There is a significant change between the colours of teas before an after being titrated. Sage Tea is firstly light yellow but after being titrated it is dark brown. Linden tea has a very light yellow colour, which is nearly transparent but after being titrated, it turns into a reddish- pink coloured solution. Green Tea with lemon is at the beginning yellow but in the end it turns into reddish_brown. Rosehip Tea is dark brown before titration, and after the process it becomes almost black. (Refer to Appendix, Pictures.)

To make a pH calculation, the average amount of the strong base used in order to neutralise the solution is needed. The calculations take place in the Appendix part.

Sage Herbal Tea Green Tea With Lemon Rosehip Fruit Tea Linden Herbal Tea pH of the tea (±0.01) 2.96 2.43 2.10 3.14

CONCLUSION AND EVALUTION

In this experiment, I came to prove that tea is an acidic drink.

My doctor was right to tell me that I should stop drinking tea too much, because drinking acidic drinks too much may hurt the stomach, as in my case.

The results I have obtained is shown as follow: pH of the rosehip fruit tea: 2.10 ± 0.01

pH of the green tea with lemon: 2.43 ± 0.01 pH of the sage herbal tea: 2.96 ± 0.01 pH of the linden herbal tea: 3.14 ± 0.01

As the pH value of an acid gets bigger numerically, this means that the acid is weakening. Up to the value 7, the solution is acidic. At pH value of 7 the solution is neutral an between the values 7-14, the solution is basic.
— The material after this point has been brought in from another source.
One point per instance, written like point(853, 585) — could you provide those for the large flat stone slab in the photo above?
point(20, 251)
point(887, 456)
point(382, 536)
According to the results I have obtained, when the acidic strengths of the teas are compared, the sequence is this:

Rosehip tea > Green tea with Lemon > Sage tea > Linden tea

My hypothesis is proved to be true, but I was curious about the reason why, the tea is acidic. This led me to make an investigation on the structure of tea.

First of all, I was right to think that the tea includes varying acidic structures, such as amino acids. In the leaves of any plant, 20 kinds of amino acids are certainly found. As their name indicate, they have the effect of acidity.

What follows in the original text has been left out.